In 2006, American Indian Dance Theater joined a multicultural consortium called the "Cultural Roundtable" at the Los Angeles Theatre Center in order to attract various audiences in the downtown Los Angeles area. Other performance groups belonging to the Cultural Roundtable include the Latino Theater Company, Playwrights' Arena, Robey Theatre Company, Culture Clash and Cedar Grove OnStage.

== Features ==
The company aims to tackle stereotypes and allow for an understanding of their culture through different platforms, such as live performances, television, and films. Their performances include both ceremonial and seasonal dances that all tell stories of the Native American heritage. Geiogamah noted in one interview that the performances act in opposition to Hollywood depictions and inaccurate media, ensuring the dances are authentic, but also educational. He also created a system to categorize the different types of American Indian dances that stem from 430 tribes in the U.S. A few examples of the tribes include the Zuni, Yakima, Warm Springs, Apache, Assiniboine, Navajo, Sioux, Cherokee, Cheyenne, Chippewa, Comanche, Southern Ute, Cree, Creek, Crow, Kiowa, Hidatsa, and Delaware. Geiogamah researches and combines different elements of the dances to form new content while still keeping the authenticity and meaning of the originals alive.

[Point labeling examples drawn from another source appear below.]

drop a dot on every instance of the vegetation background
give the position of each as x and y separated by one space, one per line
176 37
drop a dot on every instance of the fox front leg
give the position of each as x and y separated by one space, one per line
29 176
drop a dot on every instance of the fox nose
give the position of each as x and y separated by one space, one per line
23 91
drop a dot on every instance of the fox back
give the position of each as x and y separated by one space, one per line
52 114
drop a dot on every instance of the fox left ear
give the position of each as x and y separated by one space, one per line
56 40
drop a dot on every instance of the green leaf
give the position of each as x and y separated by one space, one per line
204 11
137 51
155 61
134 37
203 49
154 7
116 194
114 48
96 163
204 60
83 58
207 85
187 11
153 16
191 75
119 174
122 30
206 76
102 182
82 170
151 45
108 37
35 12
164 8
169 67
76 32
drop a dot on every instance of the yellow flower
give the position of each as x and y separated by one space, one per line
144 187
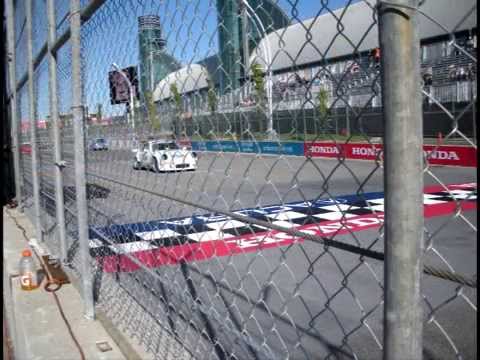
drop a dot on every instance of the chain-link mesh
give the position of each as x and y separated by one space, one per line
449 89
229 214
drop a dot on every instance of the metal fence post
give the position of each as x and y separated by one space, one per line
80 166
13 99
403 178
52 86
33 125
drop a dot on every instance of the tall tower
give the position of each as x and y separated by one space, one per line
155 64
229 43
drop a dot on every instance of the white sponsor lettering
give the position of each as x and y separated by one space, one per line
256 241
364 222
365 151
324 149
442 155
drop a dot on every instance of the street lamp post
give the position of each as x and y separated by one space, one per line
131 93
266 50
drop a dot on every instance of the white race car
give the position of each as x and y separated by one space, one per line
164 155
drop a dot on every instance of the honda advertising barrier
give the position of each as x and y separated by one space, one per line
436 155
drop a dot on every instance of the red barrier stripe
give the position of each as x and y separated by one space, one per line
436 155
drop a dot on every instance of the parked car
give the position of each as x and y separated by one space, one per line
164 155
98 144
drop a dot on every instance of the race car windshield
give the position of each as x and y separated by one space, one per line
165 146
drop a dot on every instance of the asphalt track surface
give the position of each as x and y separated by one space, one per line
299 301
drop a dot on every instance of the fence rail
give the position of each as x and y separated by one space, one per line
194 166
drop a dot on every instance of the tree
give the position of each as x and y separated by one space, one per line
258 84
152 111
211 96
322 108
99 113
177 99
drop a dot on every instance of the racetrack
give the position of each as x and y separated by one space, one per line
302 300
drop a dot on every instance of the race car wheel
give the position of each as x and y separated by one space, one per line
155 166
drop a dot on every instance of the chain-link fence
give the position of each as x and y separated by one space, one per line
213 175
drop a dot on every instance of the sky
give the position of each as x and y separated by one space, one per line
189 26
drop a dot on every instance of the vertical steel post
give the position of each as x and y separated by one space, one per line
13 99
53 93
33 126
403 178
80 166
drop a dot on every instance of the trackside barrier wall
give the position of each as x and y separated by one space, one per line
438 155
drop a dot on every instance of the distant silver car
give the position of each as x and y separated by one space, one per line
98 144
164 155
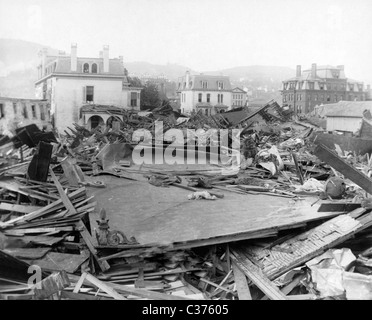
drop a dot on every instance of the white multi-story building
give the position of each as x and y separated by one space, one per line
69 82
211 94
239 97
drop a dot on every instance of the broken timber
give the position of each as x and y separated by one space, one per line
325 154
258 278
307 245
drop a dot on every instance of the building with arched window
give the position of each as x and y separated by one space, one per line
320 85
210 94
69 82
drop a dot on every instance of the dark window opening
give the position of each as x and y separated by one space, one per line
95 121
86 68
33 109
24 112
133 99
42 112
2 114
89 93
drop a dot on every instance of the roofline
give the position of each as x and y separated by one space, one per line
84 75
344 116
24 99
205 90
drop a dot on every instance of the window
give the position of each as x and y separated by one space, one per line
89 94
86 68
42 114
24 111
33 110
133 99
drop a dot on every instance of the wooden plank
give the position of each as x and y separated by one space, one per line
89 242
257 277
290 286
145 293
16 232
104 287
51 285
27 253
241 283
306 245
65 199
325 154
80 296
18 207
80 282
217 286
39 213
56 261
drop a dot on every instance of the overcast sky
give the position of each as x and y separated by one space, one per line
202 34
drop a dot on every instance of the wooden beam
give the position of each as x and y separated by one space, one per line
66 201
325 154
104 287
241 283
89 242
256 275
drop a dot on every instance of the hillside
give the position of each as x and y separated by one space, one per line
18 61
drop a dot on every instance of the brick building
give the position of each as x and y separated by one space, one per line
16 112
211 94
318 86
69 82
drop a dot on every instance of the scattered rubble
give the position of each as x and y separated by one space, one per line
46 210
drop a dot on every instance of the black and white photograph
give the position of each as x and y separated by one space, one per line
184 155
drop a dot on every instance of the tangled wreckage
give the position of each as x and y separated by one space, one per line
289 219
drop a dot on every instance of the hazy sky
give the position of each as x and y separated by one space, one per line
202 34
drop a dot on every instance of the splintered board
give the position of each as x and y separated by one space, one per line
159 215
302 248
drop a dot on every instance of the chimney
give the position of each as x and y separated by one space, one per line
187 79
105 58
298 71
73 57
313 70
43 54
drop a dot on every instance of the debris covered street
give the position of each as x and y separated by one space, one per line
288 217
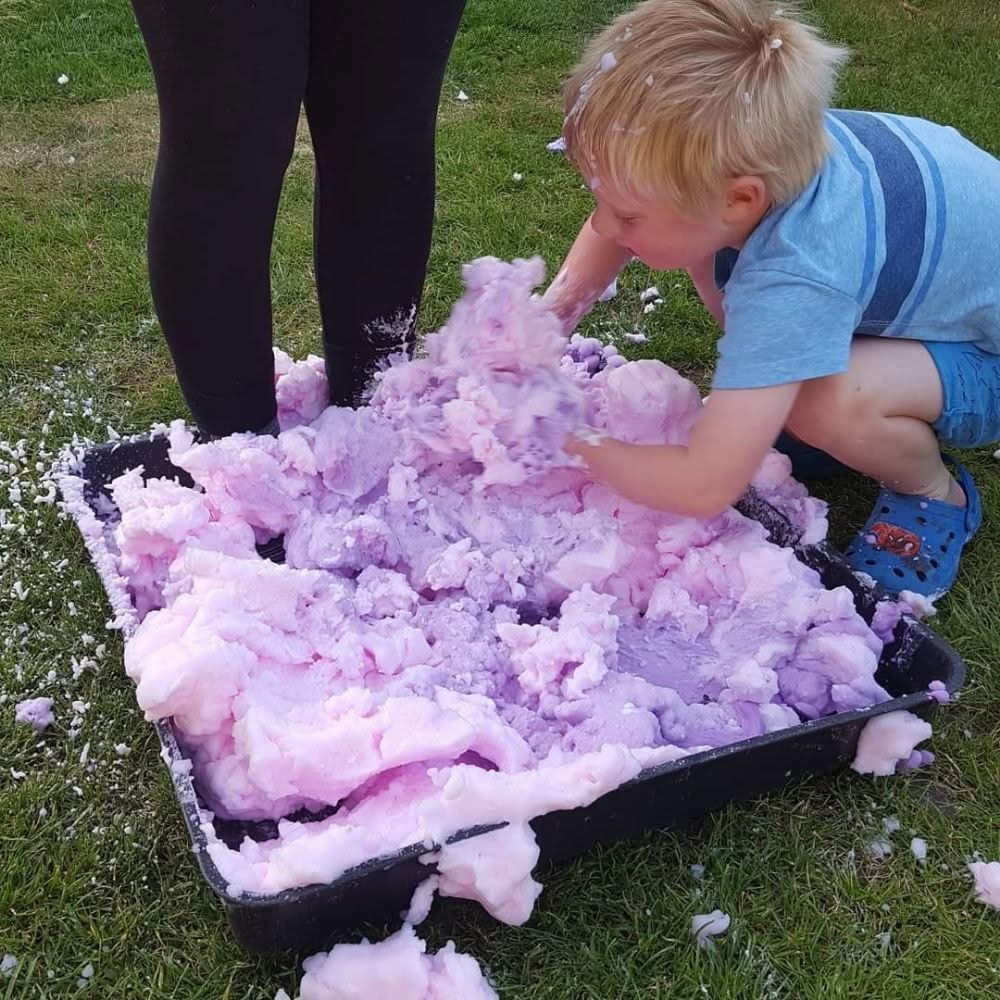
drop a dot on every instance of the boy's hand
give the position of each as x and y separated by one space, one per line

These dances also involve music and costumes with a large focus on tradition. One distinct feature of this group is that the dancers involved originate from 20 different tribes. Within the performances, there are dancers, drummers, and singers, and there is large focus on details such as the animal masks, the traditional jewelry, and handmade feathered and beaded costumes.

== Performances ==
Some notable events include the Pillow debut performance in which the company collaborated with two Hawaiian groups in 1995 and 1998. Another includes performances with the titles "Eagle Dance" and "Hoop Dance" in which the stories of creation are told and communicated through the sign language of the Native peoples. The Eagle Dance tends to vary depending on the region in which it is performed, but the underlying theme of maturity and growth is still present within each. The Hoop Dance comes from a legend in which a man who was dying aspired to leave a mark on earth and was given the opportunity to obtain more hoops for every natural form he was able to recreate. Another notable dance performed by the American Indian Dance Theatre includes "The Warrior Prepares," which explains how the concept of warriors came to be.

== Recognition ==
The group has been nominated for both a Grammy and Emmy award. In 1993, they had an Emmy nomination in the category "Outstanding Children's Program."

== Influence ==
The company was mentioned as inspirations for other tribal dance groups, such as Indigenous Enterprise, due to their influential means of story-telling.

==Films==
- American Indian Dance Theater. Vol. 1, Finding the Circle (1996). Originally produced in 1989 as a segment of the PBS television series Great Performances/Dance in America. A production of WNET/Thirteen in association with Tatge/Lasseur Productions, Inc. Directed by Merrill Brockway. Phoenix, Arizona: Canyon Records & Indian Arts. Presents a variety of Indian dances, performed on stage and at various international powwows. Includes Plains Indians' hoop, eagle, and Apache Crown Dances, the Zuni rainbow dance, powwow dances (grass, men's traditional and fancy, women's fancy shawl), and Plains snake and buffalo dances.
- American Indian Dance Theater (1996). Dances for the New Generations. Produced in 1993 for PBS Great Performances/Dance in America. Produced by Barbara Schwei and Hanay Geiogamah, in association with Phil Lucas Productions. Directed by Phil Lucas and Hanay Geiogamah. Performances of Native American Indian dances performed with traditional drums and music. The dancers wear traditional native regalia and makeup, and perform in various venues, including a powwow. Includes dances from the Northwest (Makah and Kwakiutl), Northeast (Seneca and Penobscot), and Plains Indians.